Are you looking for a filling salad for lunch or dinner? Look no further! A low FODMAP Nicoise salad is exactly what you need on your meal plan. The recipe is based on the classic French dish. I have made some adjustments to make it low FODMAP and to stay within my budget. The result was this colorful plate of vegetables, packed with protein as well. Let me tell you, you’ll have no issues feeling peckish after this big salad!
The anchovy debate
I’ve come across a lot of Nicoise salads and nearly all of them use anchovies. I didn’t, and for one important reason: I don’t like them. At least not when draped across a salad. Dressings and sauces with anchovy are a different story.
And that’s the beauty of a low FODMAP Nicoise salad; you can adjust it to your liking. A Nicoise salad contains eggs, fish, and vegetables. Got canned salmon? Could be a very tasty alternative to tuna. I’ve also seen Nicoise salad with lentils, with radish, or with capers. They all sound delicious. And every one of them claims to be authentic. 😉
But if anchovy is your jam, feel free to include them. Fish, unless it has added high FODMAP ingredients to them, is safe to eat according to the Monash University FODMAP Diet app.
Ingredients for low FODMAP nicoise salad
Romaine lettuce – A good, crunchy lettuce is the basis for this salad.
Frozen green beans – Not only are frozen green beans cheaper per kilogram, but it’s also easier to prevent spoiled vegetables this way. Green beans are safe up to 75 grams per serving.
Cherry tomatoes – Low FODMAP only in small amounts. Per serving, this salad stays under the FODMAP limit of 45 grams of cherry tomatoes.
Waxy potatoes – Adding potatoes makes the salad more filling. Leave them out to make a low-carb version!
Canned tuna in oil – Tuna in oil tastes better and has a nicer texture, which is great on top of a Nicoise salad. If you need to watch your calories, go with tuna in water instead.
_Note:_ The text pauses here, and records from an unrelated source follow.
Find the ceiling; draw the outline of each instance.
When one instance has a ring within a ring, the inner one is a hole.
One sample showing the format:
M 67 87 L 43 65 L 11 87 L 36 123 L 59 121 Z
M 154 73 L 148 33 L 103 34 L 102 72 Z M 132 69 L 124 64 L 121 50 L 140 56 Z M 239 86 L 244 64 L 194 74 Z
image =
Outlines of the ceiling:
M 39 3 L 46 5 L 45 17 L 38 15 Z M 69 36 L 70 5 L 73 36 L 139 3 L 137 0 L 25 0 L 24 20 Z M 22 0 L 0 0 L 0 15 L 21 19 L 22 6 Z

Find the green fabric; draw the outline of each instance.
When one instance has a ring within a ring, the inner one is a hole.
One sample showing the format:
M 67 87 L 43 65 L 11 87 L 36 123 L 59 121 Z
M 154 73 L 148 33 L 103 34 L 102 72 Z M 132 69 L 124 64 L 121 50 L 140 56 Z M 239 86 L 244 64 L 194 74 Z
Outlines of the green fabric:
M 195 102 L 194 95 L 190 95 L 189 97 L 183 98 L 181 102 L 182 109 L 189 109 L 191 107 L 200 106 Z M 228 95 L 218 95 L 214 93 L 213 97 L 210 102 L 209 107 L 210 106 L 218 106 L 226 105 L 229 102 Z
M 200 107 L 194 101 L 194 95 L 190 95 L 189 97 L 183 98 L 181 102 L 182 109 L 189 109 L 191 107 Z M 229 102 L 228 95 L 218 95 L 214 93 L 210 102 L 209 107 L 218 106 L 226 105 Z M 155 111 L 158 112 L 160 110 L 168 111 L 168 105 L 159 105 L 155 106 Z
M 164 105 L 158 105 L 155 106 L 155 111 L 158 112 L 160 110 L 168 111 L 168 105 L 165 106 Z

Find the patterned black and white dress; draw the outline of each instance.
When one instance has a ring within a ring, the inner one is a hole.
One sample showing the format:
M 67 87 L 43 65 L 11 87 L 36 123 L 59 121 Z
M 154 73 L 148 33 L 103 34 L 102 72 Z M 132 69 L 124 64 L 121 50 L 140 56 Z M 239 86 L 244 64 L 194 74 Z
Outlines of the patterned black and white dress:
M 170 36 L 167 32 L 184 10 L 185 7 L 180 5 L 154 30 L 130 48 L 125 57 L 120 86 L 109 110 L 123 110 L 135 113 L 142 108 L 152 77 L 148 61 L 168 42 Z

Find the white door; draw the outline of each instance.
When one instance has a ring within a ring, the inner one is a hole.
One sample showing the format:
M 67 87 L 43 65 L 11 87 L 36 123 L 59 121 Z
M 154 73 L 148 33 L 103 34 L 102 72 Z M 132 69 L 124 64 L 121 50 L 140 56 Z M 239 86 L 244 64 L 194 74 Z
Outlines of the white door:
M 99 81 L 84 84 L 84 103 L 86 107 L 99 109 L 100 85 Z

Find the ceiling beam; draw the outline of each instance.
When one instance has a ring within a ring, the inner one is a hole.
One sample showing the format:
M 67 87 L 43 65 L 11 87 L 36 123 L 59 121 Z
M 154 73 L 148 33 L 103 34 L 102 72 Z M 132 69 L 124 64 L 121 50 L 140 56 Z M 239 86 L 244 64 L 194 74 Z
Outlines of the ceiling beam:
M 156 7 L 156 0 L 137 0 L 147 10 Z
Black olives – Can be replaced with two teaspoons of brined capers per serving.
Mustard – Original French Dijon mustard was tested FODMAP friendly by Monash. Other Dijon-like mustards are safe up to one tablespoon per serving.
Make it a meal prep
Low FODMAP nicoise salad can also be a nutritious fridge meal. Use a glass storage container and build the salad ‘upside down’. Start with the wet ingredients on the bottom and work your way up to the crispy green lettuce. That means the tuna flakes go on the bottom, followed by green beans, cherry tomatoes and potatoes, then eggs and olives, and finally the romaine. Keep the dressing separate from the salad and add just before serving. The salad should stay fresh in the fridge for up to three days.

Low FODMAP nicoise salad
Ingredients
Nicoise salad
- 1 head baby romaine lettuce
- 90 grams cherry tomatoes
- 250 grams waxy potatoes
- 140 grams canned tuna in oil drained weight
- 2 medium eggs
- 60 grams black olives
- 150 grams frozen green beans
Dressing
- 1 tbsp extra virgin olive oil
- 1 tbsp red wine vinegar
- 1 tsp maple syrup
- 1 tsp Dijon mustard
- a pinch of pepper
Instructions
- Scrub the potato skins and cut the potatoes into wedges. Bring a pot of salted water to a boil and cook the potato wedges for 15 minutes, or until easily pierced with a fork. Drain and set aside.
- Put the eggs in another pot and cover them with water. Bring the water to a rapid boil on the stove, then cover the pot and remove it from the heat. Let the eggs sit untouched for 10 minutes until hardboiled. (Or 5 minutes if you want runny yolks.) Shock eggs in cold water, peel them, and cut them in half.
- Cook the frozen green beans for 2 minutes in salted water. (If you use fresh green beans, cook them al dente in 4-5 minutes.) Drain and set aside.
- Cut the stem from the baby romaine. Wash and dry the leaves, then cut them widthwise into strips. Divide the lettuce over two plates and add the cooked green beans on top of them.
- Cut the cherry tomatoes and black olives in half. Divide over the plates along with the potato wedges.
- Drain the canned tuna and use a fork to flake the fish. Put it on top of the salad, along with two egg halves.
- Finally, mix the dressing ingredients in a bowl and stir briefly. Drizzle over the Nicoise salad just before serving.
Notes
- Green beans are low FODMAP up to 75 grams per serving (after that, high in sorbitol).
- Cherry tomatoes are low FODMAP up to 45 grams per serving (after that, high in fructose).